Pienso en qué mundo interior vive, encerrada entre esas cuatro
paredes, rodeada de desconocidos, sin ningún recuerdo a mano. Pienso
en su vida, su dura vida, siempre trabajando, siempre pensando en sus
hijos; en su hijo, enfermo desde pequeño, con varias operaciones a
cuestas y que ahora vive sin diálisis gracias a un reciente
transplante del que no sabe nada porque no se lo quisieron decir para
“no alterarla”. Morirá con ese dolor a cuestas, con el anonimato
de sus recuerdos, sin su perro, sin sus plantas, sin nada. La paseo
por los pocos metros de estancia, no hay jardín, no hay acceso a la
diminuta terraza, por otras ventanas se ve la calle vacía, el mundo
exterior al que ni llegan.
A la una empiezan a quitar los
botellines de agua y a poner la mesa, en las misma mesas a las que
están sentados. En unas un poco más apartadas, también se disponen
a dar de comer a los más discapacitados, los otros miran y esperan.

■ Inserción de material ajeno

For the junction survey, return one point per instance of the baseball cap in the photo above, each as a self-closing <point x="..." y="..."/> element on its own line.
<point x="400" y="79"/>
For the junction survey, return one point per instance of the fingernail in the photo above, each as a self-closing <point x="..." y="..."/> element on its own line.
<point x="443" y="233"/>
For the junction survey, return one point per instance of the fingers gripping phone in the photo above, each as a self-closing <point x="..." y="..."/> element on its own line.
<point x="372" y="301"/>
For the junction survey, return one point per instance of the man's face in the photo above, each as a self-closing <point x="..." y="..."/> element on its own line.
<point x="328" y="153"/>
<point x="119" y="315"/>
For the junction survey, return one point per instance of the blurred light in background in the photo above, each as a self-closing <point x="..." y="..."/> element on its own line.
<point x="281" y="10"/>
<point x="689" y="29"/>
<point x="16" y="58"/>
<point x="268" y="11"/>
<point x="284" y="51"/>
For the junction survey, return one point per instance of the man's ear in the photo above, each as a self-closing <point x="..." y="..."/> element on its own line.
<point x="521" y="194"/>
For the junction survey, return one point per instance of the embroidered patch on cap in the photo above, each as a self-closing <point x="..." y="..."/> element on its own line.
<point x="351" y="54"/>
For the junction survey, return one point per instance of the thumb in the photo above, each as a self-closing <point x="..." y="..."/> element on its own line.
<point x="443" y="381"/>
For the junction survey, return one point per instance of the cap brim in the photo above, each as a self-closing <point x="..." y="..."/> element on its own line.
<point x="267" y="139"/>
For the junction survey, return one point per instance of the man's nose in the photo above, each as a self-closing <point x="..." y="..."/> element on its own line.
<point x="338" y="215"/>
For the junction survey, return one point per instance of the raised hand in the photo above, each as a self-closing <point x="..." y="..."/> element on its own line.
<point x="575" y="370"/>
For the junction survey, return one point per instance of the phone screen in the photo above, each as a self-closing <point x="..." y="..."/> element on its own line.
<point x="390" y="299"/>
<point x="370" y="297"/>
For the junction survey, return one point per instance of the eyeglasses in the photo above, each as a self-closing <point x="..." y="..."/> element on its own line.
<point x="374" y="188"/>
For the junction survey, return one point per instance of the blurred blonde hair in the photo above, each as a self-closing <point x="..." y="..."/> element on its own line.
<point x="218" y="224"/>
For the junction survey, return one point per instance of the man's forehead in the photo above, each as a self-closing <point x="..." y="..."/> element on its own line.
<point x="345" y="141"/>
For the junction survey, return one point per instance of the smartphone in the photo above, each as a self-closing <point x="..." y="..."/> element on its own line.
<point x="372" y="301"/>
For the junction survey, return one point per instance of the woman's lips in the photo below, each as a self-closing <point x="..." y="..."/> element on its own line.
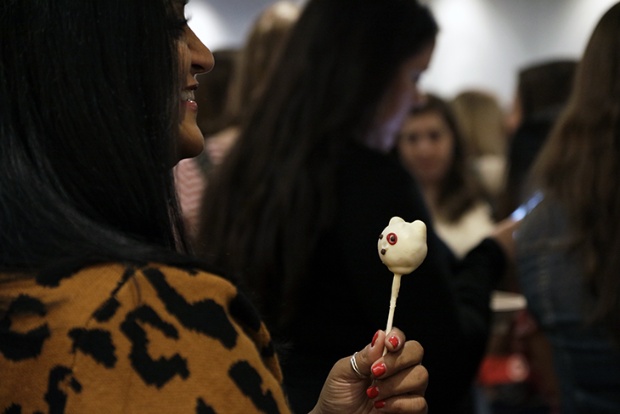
<point x="191" y="105"/>
<point x="187" y="96"/>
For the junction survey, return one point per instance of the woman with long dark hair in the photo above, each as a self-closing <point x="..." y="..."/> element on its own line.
<point x="101" y="310"/>
<point x="296" y="209"/>
<point x="567" y="248"/>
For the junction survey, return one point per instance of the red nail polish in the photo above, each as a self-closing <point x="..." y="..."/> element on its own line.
<point x="372" y="392"/>
<point x="378" y="370"/>
<point x="374" y="339"/>
<point x="394" y="341"/>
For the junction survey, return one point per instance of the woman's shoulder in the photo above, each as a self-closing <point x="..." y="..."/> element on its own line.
<point x="161" y="331"/>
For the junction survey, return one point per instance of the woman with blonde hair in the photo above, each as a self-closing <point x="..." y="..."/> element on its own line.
<point x="482" y="121"/>
<point x="567" y="247"/>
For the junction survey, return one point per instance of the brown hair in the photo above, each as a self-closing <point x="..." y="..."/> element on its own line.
<point x="482" y="121"/>
<point x="580" y="166"/>
<point x="460" y="188"/>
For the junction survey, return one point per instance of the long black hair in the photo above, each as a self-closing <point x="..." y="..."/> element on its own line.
<point x="274" y="197"/>
<point x="88" y="93"/>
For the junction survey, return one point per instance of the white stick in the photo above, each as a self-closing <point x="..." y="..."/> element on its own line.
<point x="395" y="289"/>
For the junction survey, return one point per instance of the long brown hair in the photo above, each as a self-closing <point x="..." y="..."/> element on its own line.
<point x="580" y="166"/>
<point x="274" y="197"/>
<point x="460" y="189"/>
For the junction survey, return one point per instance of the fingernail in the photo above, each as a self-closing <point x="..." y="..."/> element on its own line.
<point x="374" y="339"/>
<point x="378" y="370"/>
<point x="372" y="392"/>
<point x="394" y="341"/>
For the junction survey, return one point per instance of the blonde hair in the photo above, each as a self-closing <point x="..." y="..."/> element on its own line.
<point x="482" y="122"/>
<point x="263" y="44"/>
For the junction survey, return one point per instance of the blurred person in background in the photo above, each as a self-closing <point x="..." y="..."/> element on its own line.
<point x="568" y="262"/>
<point x="482" y="121"/>
<point x="295" y="210"/>
<point x="542" y="92"/>
<point x="430" y="146"/>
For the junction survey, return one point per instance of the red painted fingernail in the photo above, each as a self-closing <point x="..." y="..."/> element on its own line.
<point x="378" y="370"/>
<point x="374" y="339"/>
<point x="372" y="392"/>
<point x="394" y="341"/>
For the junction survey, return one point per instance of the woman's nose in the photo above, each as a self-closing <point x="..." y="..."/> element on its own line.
<point x="202" y="58"/>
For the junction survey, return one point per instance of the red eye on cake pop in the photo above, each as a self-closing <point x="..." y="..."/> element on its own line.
<point x="392" y="238"/>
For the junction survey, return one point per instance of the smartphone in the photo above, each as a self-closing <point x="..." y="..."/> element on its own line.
<point x="524" y="209"/>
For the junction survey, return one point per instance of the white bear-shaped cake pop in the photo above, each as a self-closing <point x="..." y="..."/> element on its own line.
<point x="402" y="245"/>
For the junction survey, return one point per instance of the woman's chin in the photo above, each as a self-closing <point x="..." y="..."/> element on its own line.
<point x="191" y="141"/>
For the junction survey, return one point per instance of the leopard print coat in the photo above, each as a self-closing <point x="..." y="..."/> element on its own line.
<point x="117" y="338"/>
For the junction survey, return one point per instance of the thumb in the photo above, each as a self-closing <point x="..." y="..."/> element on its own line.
<point x="371" y="353"/>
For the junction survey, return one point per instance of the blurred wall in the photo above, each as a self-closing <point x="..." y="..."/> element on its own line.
<point x="482" y="43"/>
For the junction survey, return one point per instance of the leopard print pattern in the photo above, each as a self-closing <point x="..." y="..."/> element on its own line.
<point x="134" y="339"/>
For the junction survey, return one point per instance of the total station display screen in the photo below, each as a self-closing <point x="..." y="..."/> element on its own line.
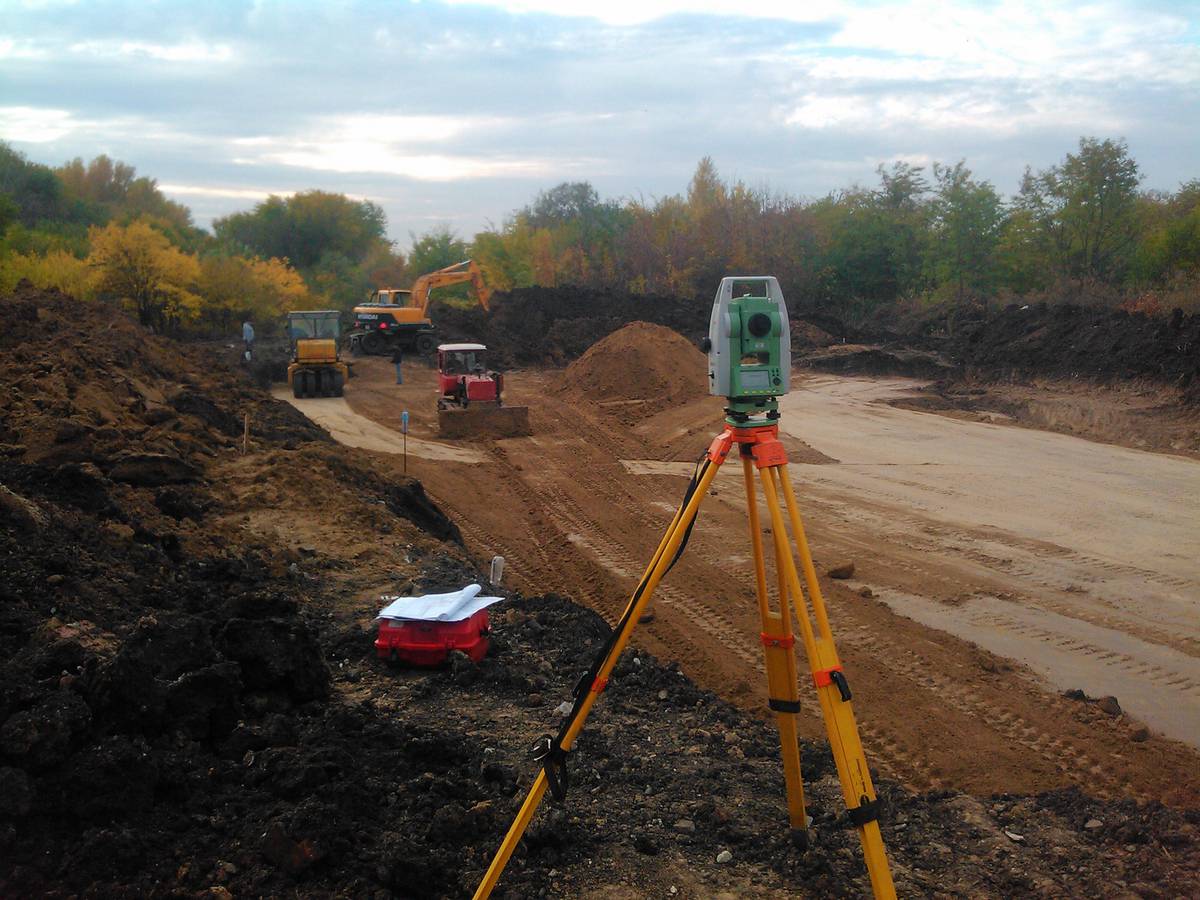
<point x="757" y="381"/>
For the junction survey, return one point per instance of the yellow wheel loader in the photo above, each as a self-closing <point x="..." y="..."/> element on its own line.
<point x="316" y="369"/>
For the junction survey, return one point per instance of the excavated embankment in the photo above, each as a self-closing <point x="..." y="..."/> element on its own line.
<point x="190" y="707"/>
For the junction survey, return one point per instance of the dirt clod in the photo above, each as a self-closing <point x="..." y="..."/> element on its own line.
<point x="843" y="570"/>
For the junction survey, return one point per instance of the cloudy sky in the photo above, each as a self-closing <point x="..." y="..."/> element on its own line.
<point x="459" y="112"/>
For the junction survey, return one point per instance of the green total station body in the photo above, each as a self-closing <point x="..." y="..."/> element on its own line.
<point x="749" y="348"/>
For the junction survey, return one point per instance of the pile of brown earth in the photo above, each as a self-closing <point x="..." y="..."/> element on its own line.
<point x="647" y="365"/>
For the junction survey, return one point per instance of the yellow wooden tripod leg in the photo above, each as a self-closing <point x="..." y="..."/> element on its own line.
<point x="833" y="690"/>
<point x="783" y="688"/>
<point x="663" y="558"/>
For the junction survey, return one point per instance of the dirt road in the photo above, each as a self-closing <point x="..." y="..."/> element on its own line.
<point x="985" y="547"/>
<point x="1091" y="550"/>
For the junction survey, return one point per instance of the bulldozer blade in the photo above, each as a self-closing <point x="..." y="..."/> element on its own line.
<point x="480" y="420"/>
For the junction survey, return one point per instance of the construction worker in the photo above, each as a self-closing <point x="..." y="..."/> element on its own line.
<point x="247" y="336"/>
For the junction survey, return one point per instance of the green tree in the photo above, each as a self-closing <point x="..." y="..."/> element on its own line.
<point x="967" y="221"/>
<point x="1085" y="210"/>
<point x="34" y="189"/>
<point x="305" y="229"/>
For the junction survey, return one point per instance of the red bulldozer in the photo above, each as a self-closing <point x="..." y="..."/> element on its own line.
<point x="469" y="396"/>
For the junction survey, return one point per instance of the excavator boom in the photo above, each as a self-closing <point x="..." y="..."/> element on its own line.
<point x="456" y="274"/>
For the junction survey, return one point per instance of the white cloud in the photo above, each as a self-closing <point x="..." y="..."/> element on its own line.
<point x="1026" y="40"/>
<point x="27" y="49"/>
<point x="33" y="125"/>
<point x="957" y="111"/>
<point x="637" y="12"/>
<point x="240" y="193"/>
<point x="370" y="157"/>
<point x="185" y="52"/>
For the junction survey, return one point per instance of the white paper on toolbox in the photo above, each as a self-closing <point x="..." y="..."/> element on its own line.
<point x="455" y="606"/>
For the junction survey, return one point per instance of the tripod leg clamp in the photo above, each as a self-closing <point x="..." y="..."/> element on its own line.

Me despido, la dejo encerrada de nuevo en su mutismo, volveré otro
día y volverá a sonreir con la mirada perdida, dejo atrás a
Junqueras y a Rufián, a lazos amarillos y senyeras. ¿Los harán ir
a votar? Ya todo me lo creo.
Dejo atrás el triste cementerio en el
que solo esperan ser enterrados los muertos.